Her speech at oratorical contests was sponsored by Dayton Club of
Optimist International in 1995, when she was a 9th grader.
She went up to compete at the Ohio-State contest
after winning club, local and regional contests.


Beavercreek-Fairborn Optimist Club


I would like for everyone to look at their hand.   Right now, take a look at either hand, it does not matter which.   What color is it?   There is no one word to explain it, is there?   Yet, if someone were to come up to you and ask you, “What color is your skin?” you would know the answer.   Almost immediately you would reply white, black, yellow, or brown.  What do these colors mean?   To you and me they may mean nothing, but to others, they can make the distinction between a friend and a foe.


As a Korean-American, I was exposed to racism at an early age.   I attended summer camp at the YMCA and kids there would constantly make fun of the way I looked.   One kid would always ask me if my face had gotten bulldozed.   One particular event will always stick out in my mind.   We were choosing teams for a dodge ball game and my sister and I were chosen last.  I thought it was because we were young girls, but later I overheard some kids talking.   They said something along the lines of, I did not want to play with those Chinese girls.   Right then and there, I stopped dead in my tracks.   It was like someone had stuck a knife right through my heart.   I think back on the day, and it makes me sad because those kids had gotten the idea from somewhere that oriental people were bad, yet at the same time, it also angers me because who were they to judge when they did not even know who we were.   I wonder how a parent could give their child such a closed mind about other people.   Maybe I could have laughed at that incident because, in fact, I am not Chinese, but racism is no joke at all.


Just within 50 years ago, one man changed the lives of millions of people.   Adolf Hitler started what would come to be known as the Holocaust.   He wanted to create a master race where all people would have blonde hair and blue eyes, yet Hitler himself was a brunette and had dark eyes.   The Jews were people like you and me.   They laughed and cried.   But more importantly, they had family and friends that were killed for no reason at all.   I am willing to bet that no one in this entire world would be able to tell a Jew just by looking at them, yet Hitler chose to exterminate them just because they had different views than himself.   Everyone is entitled to his own opinions, and we may not always agree with them.   However, that is no excuse to kill people.   Most of us claim that we have learned from this mistake, but have we?   This idea has never died, but now is the time to end all of that nonsense.   Now is the time to end racism.


“I have a dream that my four little children will one day live in a nation where they will not be judged by the color of their skin but by the content of their character.”   Martin Luther King Junior said this in his famous “I Have a Dream” speech.   These are definitely words to live by.   Does it matter what color your skin is?   Imagine that you are eating some M & M’s.   If you closed your eyes, reached into the bag and ate one, would you be able to tell whether it was red, green, orange, yellow, blue, or brown?   I honestly don’t think you could.   Think of people as a bunch of M & M’s, in the sense that no matter what color we are, we are all human beings.

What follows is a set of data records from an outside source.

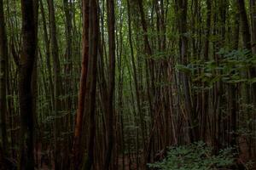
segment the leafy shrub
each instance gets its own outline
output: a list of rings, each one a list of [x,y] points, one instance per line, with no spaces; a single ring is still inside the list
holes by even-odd
[[[210,170],[225,167],[235,162],[232,148],[222,150],[217,156],[212,154],[212,148],[203,142],[170,147],[166,157],[149,167],[160,170]]]

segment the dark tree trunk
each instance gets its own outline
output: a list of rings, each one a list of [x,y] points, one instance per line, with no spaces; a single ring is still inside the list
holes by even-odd
[[[76,115],[74,143],[73,143],[73,155],[74,155],[74,167],[78,168],[81,163],[81,136],[82,136],[82,124],[83,115],[84,112],[84,99],[86,80],[88,72],[88,58],[89,58],[89,0],[82,1],[83,12],[83,42],[82,42],[82,70],[80,76],[80,88],[79,92],[79,105]]]
[[[104,169],[109,169],[112,160],[112,152],[113,147],[113,126],[114,126],[114,110],[113,110],[113,94],[114,94],[114,76],[115,76],[115,37],[114,37],[114,3],[113,0],[107,1],[108,14],[108,108],[107,108],[107,152],[105,156]]]
[[[34,169],[34,120],[31,82],[37,42],[33,8],[32,0],[21,0],[22,52],[19,77],[21,139],[19,169],[22,170]]]
[[[5,18],[3,14],[3,0],[0,0],[0,128],[2,138],[3,155],[8,154],[8,137],[6,130],[6,116],[7,116],[7,103],[6,103],[6,84],[7,84],[7,37],[5,31]],[[1,146],[0,146],[1,147]],[[1,161],[1,160],[0,160]]]
[[[59,47],[57,41],[57,30],[56,30],[56,22],[55,22],[55,14],[54,1],[49,0],[49,23],[50,23],[50,44],[51,44],[51,52],[53,58],[53,67],[54,67],[54,91],[55,91],[55,169],[61,169],[62,166],[62,158],[61,158],[61,143],[60,133],[61,133],[62,124],[61,124],[61,66],[59,60]]]
[[[84,156],[84,170],[90,170],[94,163],[95,136],[96,136],[96,89],[97,75],[97,53],[98,53],[99,20],[97,0],[90,0],[89,3],[89,60],[88,77],[86,81],[84,113],[90,116],[89,122],[89,142],[87,152]]]

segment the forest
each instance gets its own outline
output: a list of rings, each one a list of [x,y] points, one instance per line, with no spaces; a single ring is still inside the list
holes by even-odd
[[[0,170],[255,170],[256,0],[0,0]]]

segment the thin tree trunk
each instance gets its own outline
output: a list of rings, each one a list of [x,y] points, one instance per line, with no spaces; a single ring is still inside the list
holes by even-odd
[[[3,13],[3,0],[0,0],[0,128],[2,138],[3,155],[8,155],[8,136],[6,130],[6,116],[7,116],[7,65],[8,65],[8,47],[7,36],[5,31],[5,17]],[[0,146],[1,147],[1,146]],[[1,160],[0,160],[1,161]]]
[[[53,58],[53,67],[54,67],[54,82],[55,82],[55,169],[61,169],[62,158],[61,158],[61,66],[59,60],[59,47],[57,41],[57,31],[56,31],[56,22],[55,14],[55,7],[53,0],[49,0],[49,23],[50,23],[50,45]]]
[[[36,52],[35,20],[33,1],[21,0],[22,53],[20,62],[19,102],[21,118],[20,157],[19,169],[34,169],[32,74]]]
[[[79,92],[79,105],[76,115],[73,155],[74,167],[78,168],[80,165],[82,153],[80,150],[83,114],[84,112],[84,99],[86,80],[88,72],[88,58],[89,58],[89,0],[82,1],[83,7],[83,44],[82,44],[82,70],[80,76],[80,88]]]
[[[85,102],[87,104],[86,110],[90,116],[89,123],[89,142],[87,152],[84,156],[84,170],[90,170],[94,163],[95,136],[96,136],[96,88],[97,74],[97,53],[98,53],[98,36],[99,36],[99,20],[98,20],[97,0],[90,0],[89,2],[89,60],[88,60],[88,77],[86,82]]]
[[[113,0],[107,0],[107,14],[108,14],[108,58],[109,58],[109,71],[108,71],[108,115],[107,115],[107,153],[105,156],[104,169],[110,168],[112,160],[112,152],[113,148],[113,126],[114,126],[114,110],[113,110],[113,94],[115,82],[115,36],[114,36],[114,3]]]

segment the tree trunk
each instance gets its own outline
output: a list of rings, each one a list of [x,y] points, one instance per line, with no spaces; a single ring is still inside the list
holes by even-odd
[[[8,154],[8,137],[6,130],[6,116],[7,116],[7,103],[6,103],[6,84],[7,84],[7,58],[8,58],[8,48],[7,48],[7,37],[5,31],[5,18],[3,13],[3,0],[0,0],[0,128],[2,146],[3,153]],[[1,160],[0,160],[1,161]]]
[[[54,67],[54,82],[55,82],[55,169],[61,169],[61,143],[60,133],[61,133],[61,67],[59,60],[59,47],[57,41],[57,31],[55,23],[55,7],[53,0],[49,0],[49,23],[50,23],[50,44],[51,52],[53,58],[53,67]]]
[[[86,81],[85,102],[88,106],[84,109],[90,116],[89,123],[89,142],[87,152],[84,156],[84,170],[90,170],[94,163],[94,149],[96,136],[96,88],[97,75],[97,52],[98,52],[98,36],[99,36],[99,20],[98,20],[97,0],[90,0],[89,3],[89,60],[88,60],[88,77]]]
[[[33,1],[21,0],[22,10],[22,52],[20,62],[19,102],[20,113],[20,155],[19,169],[34,169],[32,74],[36,52],[36,35]]]
[[[114,3],[113,0],[107,0],[108,14],[108,113],[107,113],[107,153],[105,156],[104,169],[109,169],[112,160],[112,152],[113,147],[113,126],[114,126],[114,110],[113,110],[113,94],[114,94],[114,76],[115,76],[115,37],[114,37]]]
[[[79,168],[81,163],[81,135],[82,135],[82,124],[83,114],[84,112],[84,99],[86,80],[88,71],[88,58],[89,58],[89,0],[82,1],[82,12],[83,12],[83,44],[82,44],[82,70],[80,76],[80,88],[79,92],[79,105],[76,115],[75,132],[74,132],[74,143],[73,143],[73,155],[74,155],[74,166],[75,169]]]

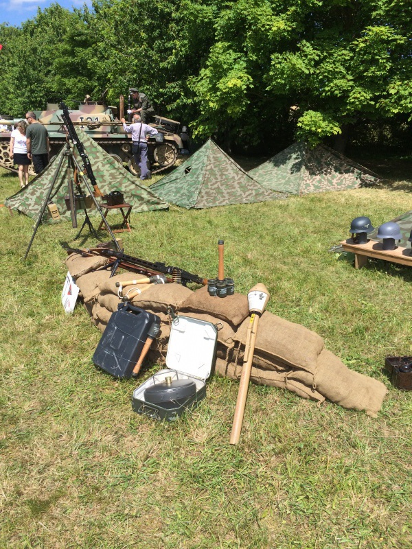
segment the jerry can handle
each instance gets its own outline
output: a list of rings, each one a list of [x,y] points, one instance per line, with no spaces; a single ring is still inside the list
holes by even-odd
[[[125,303],[119,303],[117,305],[117,310],[123,310],[125,312],[130,312],[134,314],[140,314],[141,313],[144,312],[143,309],[140,309],[139,307],[135,307],[135,305],[131,305],[129,301],[126,301]]]

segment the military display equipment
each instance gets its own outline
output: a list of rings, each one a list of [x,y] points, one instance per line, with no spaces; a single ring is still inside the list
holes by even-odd
[[[52,158],[66,142],[62,111],[58,105],[48,104],[46,110],[34,112],[49,132]],[[84,101],[79,104],[78,109],[70,110],[70,119],[75,127],[84,130],[119,164],[127,164],[132,174],[139,175],[139,167],[135,165],[132,154],[131,136],[124,132],[117,114],[116,107],[107,106],[100,102]],[[0,117],[0,166],[12,172],[17,172],[17,167],[9,154],[10,132],[13,124],[22,119],[24,116],[14,119]],[[152,174],[157,174],[173,165],[179,153],[187,154],[187,145],[178,135],[180,122],[160,116],[154,116],[154,122],[150,126],[156,128],[159,133],[148,141],[148,156]],[[183,132],[182,135],[184,139],[186,132]],[[32,168],[31,165],[29,172],[34,175]]]

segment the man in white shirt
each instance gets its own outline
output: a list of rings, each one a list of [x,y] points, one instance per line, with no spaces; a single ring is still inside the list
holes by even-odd
[[[140,178],[150,179],[151,174],[148,167],[148,143],[147,137],[149,135],[156,135],[159,133],[155,128],[143,124],[140,121],[139,115],[133,115],[133,123],[128,126],[124,118],[121,119],[123,123],[123,129],[126,133],[132,134],[132,141],[133,142],[133,156],[135,162],[140,167]]]

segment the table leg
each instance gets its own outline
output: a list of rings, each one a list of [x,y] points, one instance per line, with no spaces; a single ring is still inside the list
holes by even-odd
[[[355,254],[355,269],[361,269],[367,263],[367,255]]]
[[[108,210],[105,210],[104,213],[103,213],[104,219],[106,219],[106,218],[107,217],[108,213]],[[104,222],[103,221],[103,220],[102,220],[102,221],[100,222],[100,224],[99,225],[99,228],[98,229],[98,231],[100,231],[104,224]]]

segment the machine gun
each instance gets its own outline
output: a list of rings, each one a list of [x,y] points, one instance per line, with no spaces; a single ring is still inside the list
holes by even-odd
[[[111,277],[113,277],[119,267],[124,269],[130,269],[141,274],[151,276],[157,273],[169,275],[166,276],[168,282],[176,282],[178,284],[187,285],[188,282],[194,282],[196,284],[207,285],[207,279],[203,279],[197,274],[193,274],[187,270],[183,270],[179,267],[168,266],[164,263],[160,261],[148,261],[146,259],[140,259],[139,257],[134,257],[128,255],[123,252],[116,252],[108,248],[91,248],[87,250],[81,250],[76,248],[71,248],[68,246],[64,246],[67,252],[73,252],[81,254],[84,257],[92,257],[93,255],[102,255],[107,257],[111,262],[109,265],[112,267]]]
[[[93,188],[94,189],[94,196],[103,196],[103,193],[100,191],[98,185],[98,182],[96,181],[96,178],[93,172],[91,164],[90,163],[90,161],[89,160],[89,156],[86,154],[86,151],[84,150],[84,148],[83,147],[83,143],[79,139],[78,135],[77,135],[77,132],[74,128],[74,125],[70,118],[70,113],[69,113],[69,109],[67,108],[67,106],[63,101],[62,101],[59,106],[63,111],[62,113],[62,118],[65,121],[65,125],[66,126],[66,128],[67,129],[69,137],[70,137],[70,139],[73,142],[73,143],[76,145],[76,147],[78,151],[79,152],[79,154],[80,155],[80,158],[82,159],[82,161],[83,162],[83,167],[84,168],[84,171],[86,172],[87,177],[89,178],[91,183],[93,185]]]

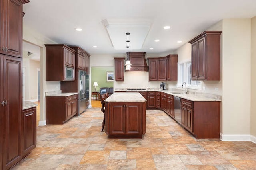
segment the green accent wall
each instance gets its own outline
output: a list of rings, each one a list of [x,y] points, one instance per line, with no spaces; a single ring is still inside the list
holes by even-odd
[[[94,91],[94,86],[92,86],[94,82],[98,84],[97,86],[97,91],[100,91],[101,87],[113,87],[113,82],[107,82],[106,72],[114,72],[114,67],[92,67],[91,79],[92,92]]]

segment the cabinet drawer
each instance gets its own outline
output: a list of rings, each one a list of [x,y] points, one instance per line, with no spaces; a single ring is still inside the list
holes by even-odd
[[[167,98],[173,100],[173,96],[170,95],[167,95]]]
[[[193,108],[193,102],[184,99],[181,99],[181,101],[182,105]]]
[[[149,95],[156,95],[156,92],[148,92],[148,96]]]
[[[77,98],[77,97],[76,94],[70,96],[66,97],[66,102],[69,102],[72,100],[76,99]]]
[[[143,96],[147,96],[147,92],[140,92],[139,93],[140,93],[140,94]]]
[[[72,96],[73,96],[72,98],[73,100],[76,99],[76,98],[77,98],[77,95],[76,94],[74,95],[73,95]]]
[[[161,96],[163,97],[164,97],[165,98],[166,97],[166,96],[167,96],[167,95],[166,94],[166,93],[162,93],[161,94]]]

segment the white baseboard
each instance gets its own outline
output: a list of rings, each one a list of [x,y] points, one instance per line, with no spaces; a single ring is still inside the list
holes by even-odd
[[[256,143],[256,137],[250,134],[220,134],[220,139],[222,141],[251,141]]]
[[[32,100],[28,100],[30,102],[37,102],[38,101],[38,99],[33,99]]]
[[[45,126],[46,125],[46,121],[44,120],[42,121],[39,121],[39,123],[38,123],[38,126]]]
[[[254,143],[256,143],[256,136],[251,135],[251,141]]]

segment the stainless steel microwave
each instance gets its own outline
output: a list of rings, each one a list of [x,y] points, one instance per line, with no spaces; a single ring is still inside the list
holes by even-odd
[[[74,68],[66,67],[65,80],[74,80]]]

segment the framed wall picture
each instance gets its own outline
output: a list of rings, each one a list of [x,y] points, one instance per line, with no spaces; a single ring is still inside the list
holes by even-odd
[[[114,72],[107,71],[107,82],[114,81]]]

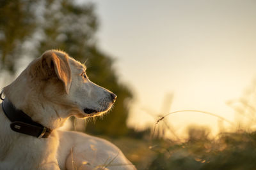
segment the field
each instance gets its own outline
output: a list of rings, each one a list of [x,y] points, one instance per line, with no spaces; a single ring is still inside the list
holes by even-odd
[[[255,169],[256,133],[237,131],[209,138],[191,129],[183,142],[145,136],[111,139],[138,169]]]

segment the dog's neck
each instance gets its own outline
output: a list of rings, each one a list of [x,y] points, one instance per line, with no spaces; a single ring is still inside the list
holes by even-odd
[[[50,136],[52,129],[34,122],[22,110],[17,110],[8,99],[3,101],[2,108],[11,122],[10,127],[13,131],[40,138],[47,138]]]

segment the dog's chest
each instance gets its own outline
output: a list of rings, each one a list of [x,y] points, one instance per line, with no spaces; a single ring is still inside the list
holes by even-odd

Now ask yourselves why millions of people chose to follow the crazed ideas of a man they barely knew at all.   The answer is because they were simply ignorant.   Martin Luther King Junior also said that, “Nothing in the world is more dangerous than sincere ignorance and conscientious stupidity.”   And he was right.   The ignorance of people cost us millions of innocent lives.   It was stupid, senseless killing.   And it should never happen again.


We can make sure of that, by doing the following four things.   First of all, do not use colors to identify others.   If you think hard enough about it, these terms are very silly.   White people do not have white skin, and black people do not have black skin.   Once we eliminate these words, we may be able to put an end to prejudices.   Secondly, do not use stereotypes about race.   Granted, certain groups of people may look alike, but everyone is different.   No one person is exactly the same as anyone else.   Also, remember that there are a few sour apples in every bunch, but if you cut those out, the rest is not so bad after all.   Thirdly, learn to look past the skin and look into the heart.   It does not matter what is on the outside.   It is what is on the inside that counts.   But most importantly, spread the word.   It all starts with us.  If we grow up treating people equally, then we can teach our kids not to be biased.   Then, they can teach their kids who can teach their kids and the cycle will go on forever.


We are living in America, but if it were not for our ancestors, who fought for our freedom from England, we would not be here.   In the Declaration of Independence, Thomas Jefferson wrote, “All men are created equal.”   And we are equal.  You are no more important than me, and I am no more important than you.   Hitler tried to create a master race, but let us band together to make a unified race.